We’re just a few days away from the Friday opening of “Rogue One: A Star Wars Story.” And still, as it should be, more unknowns than answers remain.
Let’s tackle some of the more pressing questions:
Q: “Rogue One” is a stand-alone story about a Rebel warrior’s mission to stop an Imperial Death Star. Will its tone be similar to “The Force Awakens”? After all, it shares the same Disney lineage.
A: What most has our hopes raised for “Rogue One” is that it’s not yoked to the obligations of a franchise comeback the way “Force Awakens” was, nor the constraints of being part of the main Star Wars story. As such, the “Rogue” filmmakers should be freer to take storytelling risks. And judging by the trailers, the tone will be darker and more mature. This could even create a new template for the films, in which the textured humanity does not play second banana to the special effects and space-opera scale.
Q: Will we get old-school Darth Vader, or something new?
A: The imposing baritone of James Earl Jones makes a welcome return. But so much has changed technologically in recent decades that the prospect of a Darth for 21st-century viewers is cause for tempered anticipation. Imagine a Vader with modern effects and the contemporary choreography of battles — it could lack the charm of the lower-tech, “Flash Gordon” aesthetic of the 1970s and ’80s films. And there’s no guarantee that Vader will brandish a lightsaber. Still, the potential of a cutting-edge Sith heightens expectations.
Q: “The Force Awakens” gave us Rey, a true action heroine, at last. Will the lead “Rogue” heroine, Jyn, play a similar role?

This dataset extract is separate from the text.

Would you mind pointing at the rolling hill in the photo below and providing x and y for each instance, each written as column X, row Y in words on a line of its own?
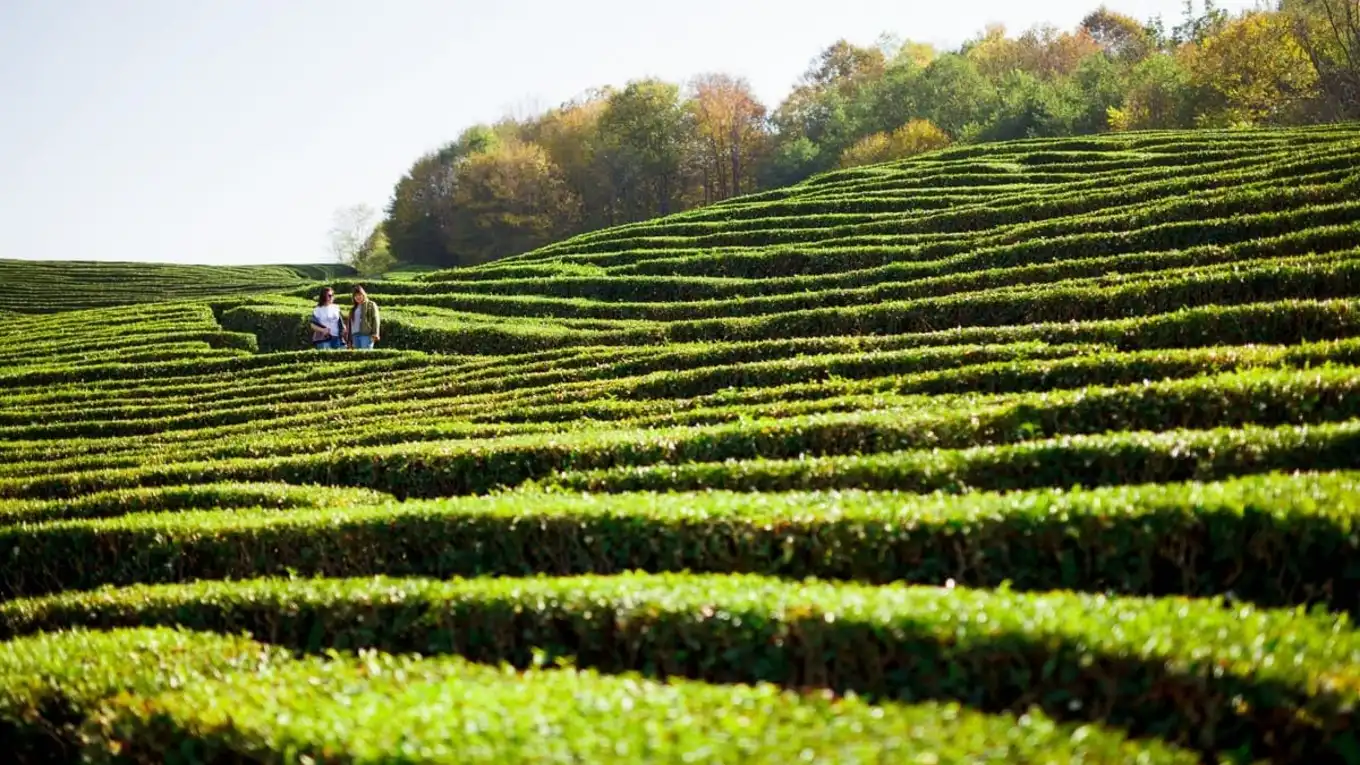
column 1030, row 452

A: If anything, Jyn (Felicity Jones) gets to be, even to a greater degree, the driving force of her film. “Force” had many front-and-center characters to introduce, and reintroduce. Even if “Rogue” partly plays like a heist picture in the vein of “Ocean’s 11,” with a coordinated team of thieving members also stealing scenes, Jones appears to be the central Sinatra/Clooney of this Rebel pack. And Jyn, the troubled kid turned team player/warrior, has a keen awareness of the Force. She is key.
Q: What will the other players add?
A: Diego Luna’s Capt. Cassian Andor appears to have some Han Solo-esque swag. Will he be a Jyn love interest, even as he tries to keep her on track with the rest of the team?
Forest Whitaker’s Saw Gerrera is the a battle-worn vet who is heavily armed with advice and hope. Donnie Yen’s sightless Chirrut mwe seems to be strong with the Force. And Ben Mendelsohn’s Director Orson Krennic, as our big new baddie, looks as though he would bleed for the Empire, yielding not even to Darth Vader.
Q: Can’t anyone in the Star Wars universe just have “normal” parents?
A: Well, if you do, you might turn out like Kylo Ren. But in a word: no. In this universe, there are inescapable burdens to gifted blood lines. In Jyn’s case, her father, Galen, is the kind of brilliant scientist and mathematician that both the Empire and the Rebel Alliance prize — and for the Rebels, having his daughter on their side will surely prove to be a crucial link in targeting the Death Star.
Did he help build the Death Star to save Jyn’s life? Has Galen himself gone rogue? We’re reminded of one truism: Parental sacrifice is forever with us in Star Wars.
Q: Who is the imposing new droid?
A: K-2S0 looks to be a departure from the droid that is there simply to serve. He’s got attitude, and he is there to help — if he’s instructed to.
Droids have been the comic relief in Star Wars — and so might be K-2S0 — but we’ll apparently get a droid who also has a darker edge.